We implemented and formally proved insertion sort, quick-sort, and a generic statically-allocated hash-map to SPARK’s highest assurance level, achieving full functional correctness, as well as two concurrent case studies: a Publisher / Subscriber channel and a novel IO multi-reactor pattern runtime task scheduler, where we combined SPARK with TLA+ model checking to capture liveness and safety properties that SPARK cannot express directly. Across all sequential examples, proof overhead averaged ratios of 6–10 lines of specification, while for the concurrent case-studies, the TLA+ models averaged ratios of 1.7 lines, per every line of executable code.

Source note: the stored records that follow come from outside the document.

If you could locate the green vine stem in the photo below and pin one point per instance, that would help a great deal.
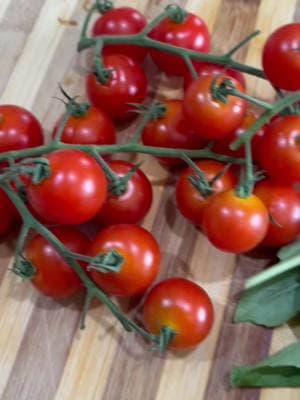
(143, 40)
(277, 107)
(93, 291)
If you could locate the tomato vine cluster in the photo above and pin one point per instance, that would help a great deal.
(54, 188)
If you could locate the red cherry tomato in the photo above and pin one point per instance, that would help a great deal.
(8, 213)
(73, 193)
(19, 129)
(222, 146)
(212, 119)
(281, 58)
(94, 127)
(191, 34)
(122, 21)
(190, 201)
(128, 84)
(235, 224)
(172, 130)
(141, 259)
(131, 206)
(283, 205)
(54, 277)
(204, 69)
(279, 151)
(182, 306)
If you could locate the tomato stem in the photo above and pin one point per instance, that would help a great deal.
(279, 106)
(93, 291)
(143, 40)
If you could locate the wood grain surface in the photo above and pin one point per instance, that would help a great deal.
(43, 354)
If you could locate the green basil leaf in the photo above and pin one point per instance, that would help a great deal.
(280, 370)
(273, 302)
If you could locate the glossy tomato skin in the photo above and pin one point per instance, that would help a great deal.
(141, 254)
(19, 129)
(222, 146)
(184, 307)
(190, 202)
(212, 119)
(74, 192)
(204, 69)
(54, 277)
(133, 205)
(122, 21)
(281, 58)
(128, 84)
(94, 127)
(172, 131)
(234, 224)
(191, 34)
(8, 213)
(283, 204)
(278, 151)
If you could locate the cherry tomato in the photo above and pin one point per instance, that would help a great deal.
(122, 21)
(214, 69)
(131, 206)
(283, 205)
(8, 213)
(191, 34)
(172, 130)
(212, 119)
(222, 146)
(279, 151)
(19, 129)
(141, 259)
(281, 59)
(190, 201)
(95, 127)
(54, 277)
(128, 84)
(182, 306)
(73, 193)
(235, 224)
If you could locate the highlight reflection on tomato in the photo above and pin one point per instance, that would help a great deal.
(182, 306)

The study shows that (i) SPARK is practical for non-trivial sequential algorithms, unless they make use of the heap; (ii) concurrency still requires external formalisms, but the combination remains tractable; and (iii) careful specification design, not solver performance, is the dominant cost driver. These findings confirm that correctness-by-construction is attainable within undergraduate project scope and provide quantitative benchmarks for future work.